Apesar das necessidades, mais de metade das recentes missões de ajuda solicitadas ao norte de Gaza não tiveram sucesso, afirmou o Gabinete das Nações Unidas para a Coordenação dos Assuntos Humanitários. relatado. Entre 6 e 12 de Abril, Israel facilitou 41% das missões, com 41% negadas ou impedidas, incluindo devido a hostilidades, e 17% canceladas por grupos de ajuda, principalmente devido a restrições logísticas.

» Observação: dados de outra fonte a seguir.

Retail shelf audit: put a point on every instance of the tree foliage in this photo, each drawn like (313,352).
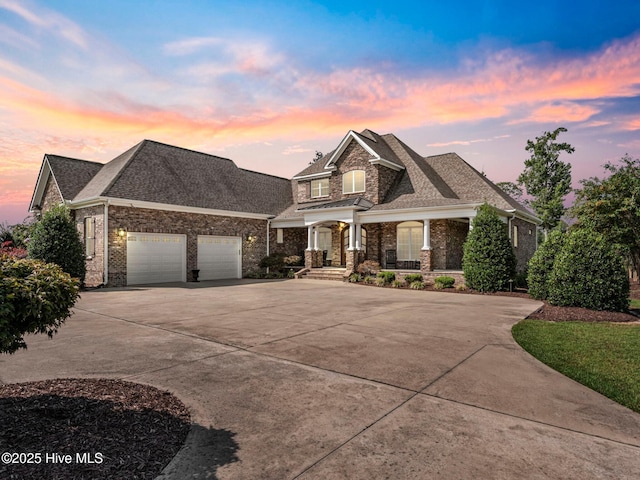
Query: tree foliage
(611,206)
(55,239)
(488,260)
(589,272)
(541,264)
(35,297)
(546,178)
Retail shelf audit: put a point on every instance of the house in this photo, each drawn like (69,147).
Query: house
(157,213)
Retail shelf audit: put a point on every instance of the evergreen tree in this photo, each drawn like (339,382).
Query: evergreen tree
(55,239)
(488,261)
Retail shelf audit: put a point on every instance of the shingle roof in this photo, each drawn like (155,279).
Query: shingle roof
(72,174)
(160,173)
(440,180)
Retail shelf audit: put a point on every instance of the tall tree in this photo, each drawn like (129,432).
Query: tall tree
(611,206)
(546,178)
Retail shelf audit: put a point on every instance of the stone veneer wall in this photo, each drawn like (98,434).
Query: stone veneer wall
(191,224)
(95,263)
(294,241)
(526,243)
(378,178)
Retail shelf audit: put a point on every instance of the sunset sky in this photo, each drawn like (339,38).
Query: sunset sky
(267,83)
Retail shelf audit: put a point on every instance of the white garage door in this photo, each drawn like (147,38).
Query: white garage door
(156,258)
(219,257)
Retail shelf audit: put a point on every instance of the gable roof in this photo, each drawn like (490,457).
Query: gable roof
(373,143)
(159,173)
(424,182)
(70,175)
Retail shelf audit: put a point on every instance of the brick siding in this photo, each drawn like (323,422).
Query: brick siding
(189,224)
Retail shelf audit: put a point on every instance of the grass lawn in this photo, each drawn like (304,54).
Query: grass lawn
(603,356)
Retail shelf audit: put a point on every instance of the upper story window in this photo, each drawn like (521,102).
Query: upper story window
(353,181)
(320,188)
(89,237)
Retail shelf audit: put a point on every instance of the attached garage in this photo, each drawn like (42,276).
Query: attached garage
(156,258)
(219,257)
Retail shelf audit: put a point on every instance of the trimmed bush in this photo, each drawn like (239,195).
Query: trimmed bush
(387,277)
(488,261)
(413,277)
(589,272)
(368,267)
(35,297)
(55,239)
(274,261)
(355,278)
(444,282)
(541,264)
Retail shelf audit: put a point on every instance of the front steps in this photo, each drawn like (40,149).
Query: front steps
(326,273)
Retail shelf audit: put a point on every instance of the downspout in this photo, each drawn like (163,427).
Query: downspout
(268,230)
(105,246)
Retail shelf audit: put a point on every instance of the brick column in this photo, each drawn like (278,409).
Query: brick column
(425,261)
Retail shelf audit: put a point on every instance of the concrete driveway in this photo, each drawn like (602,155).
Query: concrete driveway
(319,380)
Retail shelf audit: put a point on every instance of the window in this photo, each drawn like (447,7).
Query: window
(409,240)
(353,182)
(89,237)
(320,188)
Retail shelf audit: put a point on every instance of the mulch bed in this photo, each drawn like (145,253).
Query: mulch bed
(88,429)
(552,313)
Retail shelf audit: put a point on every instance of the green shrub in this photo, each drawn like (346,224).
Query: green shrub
(541,264)
(368,267)
(488,260)
(35,297)
(274,261)
(444,282)
(355,278)
(589,272)
(413,277)
(55,239)
(387,277)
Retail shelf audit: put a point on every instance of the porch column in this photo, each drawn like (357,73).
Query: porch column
(309,237)
(426,235)
(352,234)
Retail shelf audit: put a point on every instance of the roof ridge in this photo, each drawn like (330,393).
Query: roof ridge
(72,158)
(188,150)
(136,149)
(262,173)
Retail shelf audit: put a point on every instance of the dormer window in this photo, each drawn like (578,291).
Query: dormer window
(353,181)
(320,188)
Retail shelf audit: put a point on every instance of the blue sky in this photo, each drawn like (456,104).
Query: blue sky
(268,83)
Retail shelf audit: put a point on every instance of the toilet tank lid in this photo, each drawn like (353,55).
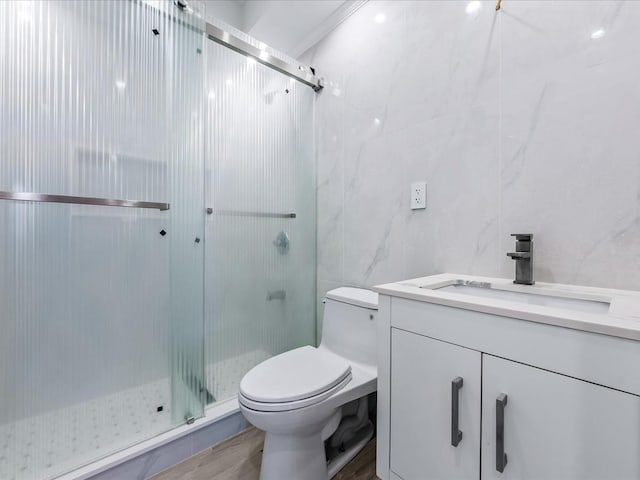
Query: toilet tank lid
(354,296)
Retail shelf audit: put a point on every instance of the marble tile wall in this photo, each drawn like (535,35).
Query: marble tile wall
(518,120)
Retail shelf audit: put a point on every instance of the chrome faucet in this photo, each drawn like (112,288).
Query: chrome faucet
(524,258)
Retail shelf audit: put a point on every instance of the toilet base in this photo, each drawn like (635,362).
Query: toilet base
(293,457)
(352,449)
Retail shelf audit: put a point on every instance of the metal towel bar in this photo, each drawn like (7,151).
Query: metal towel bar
(240,213)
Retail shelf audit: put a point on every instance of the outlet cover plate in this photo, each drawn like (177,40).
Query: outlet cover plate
(418,195)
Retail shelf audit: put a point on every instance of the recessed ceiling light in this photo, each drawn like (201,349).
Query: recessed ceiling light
(380,18)
(473,7)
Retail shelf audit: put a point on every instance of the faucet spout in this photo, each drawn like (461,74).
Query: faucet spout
(519,255)
(524,258)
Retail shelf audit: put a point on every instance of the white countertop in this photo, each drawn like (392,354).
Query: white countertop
(621,320)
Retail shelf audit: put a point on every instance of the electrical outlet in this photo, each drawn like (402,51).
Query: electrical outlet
(418,195)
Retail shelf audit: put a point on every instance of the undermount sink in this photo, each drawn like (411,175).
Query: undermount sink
(534,297)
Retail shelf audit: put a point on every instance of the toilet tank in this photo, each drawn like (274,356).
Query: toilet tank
(349,324)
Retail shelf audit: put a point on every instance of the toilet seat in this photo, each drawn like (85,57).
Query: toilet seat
(294,379)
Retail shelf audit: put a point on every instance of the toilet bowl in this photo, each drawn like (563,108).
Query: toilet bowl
(302,397)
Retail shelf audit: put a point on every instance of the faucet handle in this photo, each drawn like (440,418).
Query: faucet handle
(523,237)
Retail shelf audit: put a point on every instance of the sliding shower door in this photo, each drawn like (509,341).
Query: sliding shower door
(101,306)
(260,190)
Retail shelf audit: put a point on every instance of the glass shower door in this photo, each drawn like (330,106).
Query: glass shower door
(97,348)
(260,191)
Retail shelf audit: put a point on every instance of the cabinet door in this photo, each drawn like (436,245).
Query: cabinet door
(556,427)
(425,381)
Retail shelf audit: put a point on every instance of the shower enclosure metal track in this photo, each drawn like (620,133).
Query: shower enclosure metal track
(107,202)
(302,73)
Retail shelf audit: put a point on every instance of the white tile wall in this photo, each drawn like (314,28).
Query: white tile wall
(518,120)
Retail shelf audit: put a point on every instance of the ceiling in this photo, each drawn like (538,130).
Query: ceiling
(290,26)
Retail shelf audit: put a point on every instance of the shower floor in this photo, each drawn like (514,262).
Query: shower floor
(47,445)
(223,376)
(50,444)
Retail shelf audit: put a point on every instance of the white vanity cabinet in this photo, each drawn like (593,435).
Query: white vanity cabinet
(533,399)
(435,393)
(556,427)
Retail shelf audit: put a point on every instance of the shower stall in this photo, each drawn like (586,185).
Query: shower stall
(157,212)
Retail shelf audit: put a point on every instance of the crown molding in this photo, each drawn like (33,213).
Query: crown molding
(343,12)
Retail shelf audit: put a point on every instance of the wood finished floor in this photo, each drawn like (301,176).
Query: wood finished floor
(239,459)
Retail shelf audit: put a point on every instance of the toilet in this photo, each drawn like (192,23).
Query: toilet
(312,402)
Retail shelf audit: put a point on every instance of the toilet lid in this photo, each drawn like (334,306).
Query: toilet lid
(301,373)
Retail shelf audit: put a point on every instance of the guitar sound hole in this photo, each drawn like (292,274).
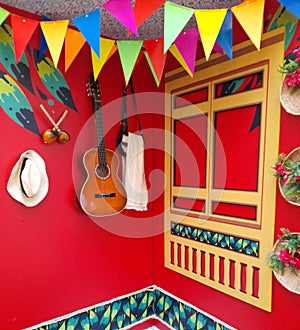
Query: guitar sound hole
(102,171)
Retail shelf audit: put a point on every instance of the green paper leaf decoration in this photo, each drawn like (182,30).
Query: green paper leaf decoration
(128,51)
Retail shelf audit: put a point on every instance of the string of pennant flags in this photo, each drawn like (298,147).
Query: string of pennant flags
(214,30)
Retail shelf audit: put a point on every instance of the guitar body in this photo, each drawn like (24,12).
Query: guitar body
(102,193)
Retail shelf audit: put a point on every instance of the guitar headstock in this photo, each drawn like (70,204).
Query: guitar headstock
(93,88)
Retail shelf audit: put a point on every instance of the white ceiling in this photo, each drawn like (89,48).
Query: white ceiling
(110,27)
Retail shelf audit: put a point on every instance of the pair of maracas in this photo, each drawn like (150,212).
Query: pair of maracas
(55,134)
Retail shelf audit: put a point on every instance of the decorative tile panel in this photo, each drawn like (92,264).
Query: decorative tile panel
(224,241)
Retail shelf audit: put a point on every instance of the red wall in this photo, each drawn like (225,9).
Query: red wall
(53,258)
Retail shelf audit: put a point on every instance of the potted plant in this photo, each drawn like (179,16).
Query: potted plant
(284,260)
(287,170)
(290,88)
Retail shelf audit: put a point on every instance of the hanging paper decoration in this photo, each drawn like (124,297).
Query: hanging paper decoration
(186,43)
(43,44)
(292,5)
(144,8)
(157,81)
(122,10)
(89,26)
(15,103)
(53,80)
(74,41)
(128,51)
(156,56)
(54,33)
(175,18)
(245,13)
(107,49)
(225,36)
(23,29)
(174,51)
(209,24)
(19,71)
(3,15)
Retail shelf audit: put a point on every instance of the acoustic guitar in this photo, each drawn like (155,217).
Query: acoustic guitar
(102,193)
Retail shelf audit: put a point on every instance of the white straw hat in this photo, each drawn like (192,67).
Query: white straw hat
(28,182)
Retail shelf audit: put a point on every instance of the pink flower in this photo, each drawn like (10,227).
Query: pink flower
(285,256)
(295,261)
(297,177)
(280,170)
(297,52)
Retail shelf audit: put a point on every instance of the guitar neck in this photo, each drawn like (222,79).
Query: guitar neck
(100,134)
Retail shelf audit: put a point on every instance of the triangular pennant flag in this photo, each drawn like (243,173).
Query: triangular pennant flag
(155,52)
(54,33)
(292,6)
(3,15)
(23,29)
(175,18)
(225,36)
(74,41)
(122,10)
(89,26)
(174,51)
(186,43)
(209,24)
(157,81)
(43,44)
(144,8)
(128,51)
(107,49)
(245,12)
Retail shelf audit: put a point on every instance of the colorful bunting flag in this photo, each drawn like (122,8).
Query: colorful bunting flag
(122,10)
(128,51)
(156,56)
(89,26)
(144,8)
(3,15)
(292,5)
(157,81)
(209,24)
(245,12)
(54,33)
(174,51)
(225,36)
(186,44)
(108,47)
(43,44)
(74,41)
(175,18)
(23,29)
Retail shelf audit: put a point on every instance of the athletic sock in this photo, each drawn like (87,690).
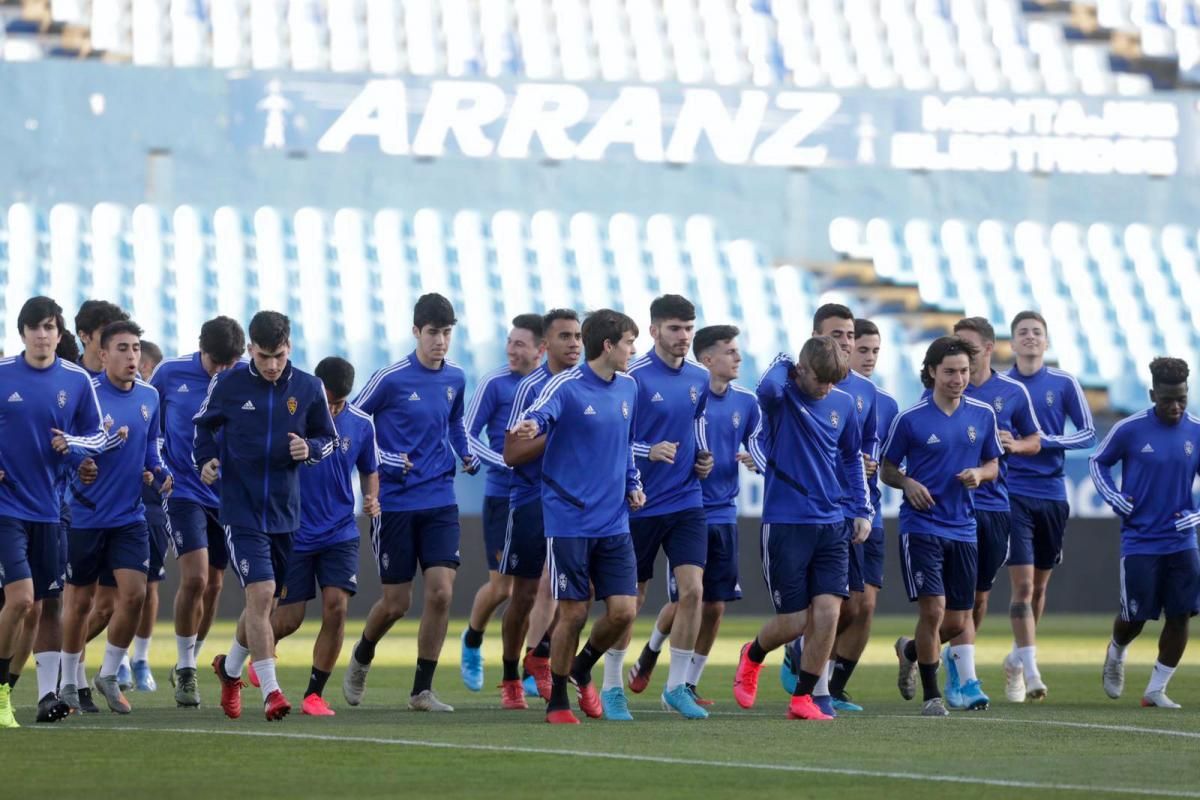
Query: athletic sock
(615,669)
(964,661)
(843,668)
(929,680)
(364,651)
(681,663)
(47,665)
(1159,678)
(473,639)
(423,680)
(267,681)
(317,679)
(185,651)
(113,659)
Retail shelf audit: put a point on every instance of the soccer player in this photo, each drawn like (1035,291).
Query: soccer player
(490,408)
(813,453)
(525,543)
(418,410)
(325,551)
(949,445)
(198,539)
(49,408)
(256,428)
(1159,459)
(1037,493)
(108,528)
(588,485)
(1020,434)
(671,396)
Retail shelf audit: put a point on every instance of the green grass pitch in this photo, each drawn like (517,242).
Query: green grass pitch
(1075,744)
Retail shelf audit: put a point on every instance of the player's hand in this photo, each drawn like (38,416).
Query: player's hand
(917,495)
(970,477)
(664,451)
(298,446)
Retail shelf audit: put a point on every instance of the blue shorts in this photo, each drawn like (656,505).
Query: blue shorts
(336,565)
(993,533)
(525,542)
(580,563)
(407,539)
(1153,584)
(31,551)
(721,571)
(935,566)
(257,555)
(802,561)
(193,527)
(683,536)
(1038,529)
(496,525)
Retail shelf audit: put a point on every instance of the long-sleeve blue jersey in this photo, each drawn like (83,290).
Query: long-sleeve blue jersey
(732,421)
(490,409)
(670,402)
(31,403)
(1056,396)
(935,449)
(811,447)
(1159,463)
(327,488)
(183,384)
(114,498)
(588,468)
(259,480)
(418,411)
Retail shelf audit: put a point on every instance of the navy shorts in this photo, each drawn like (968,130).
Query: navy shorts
(1153,584)
(525,542)
(257,555)
(496,525)
(31,551)
(721,571)
(411,539)
(802,561)
(683,536)
(1038,530)
(580,563)
(935,566)
(193,527)
(336,565)
(994,529)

Mesmo as missões coordenadas podem ser perigosas, com a World Central Kitchen a dizer que coordenou os seus movimentos com Israel antes dos militares atacarem o seu comboio em 2 de Abril. “erro grave”, levou o presidente Joe Biden a dar um ultimato a Israel – aumentar a ajuda alimentar a Gaza e tomar medidas para proteger os civis ou correr o risco de perder o apoio dos EUA.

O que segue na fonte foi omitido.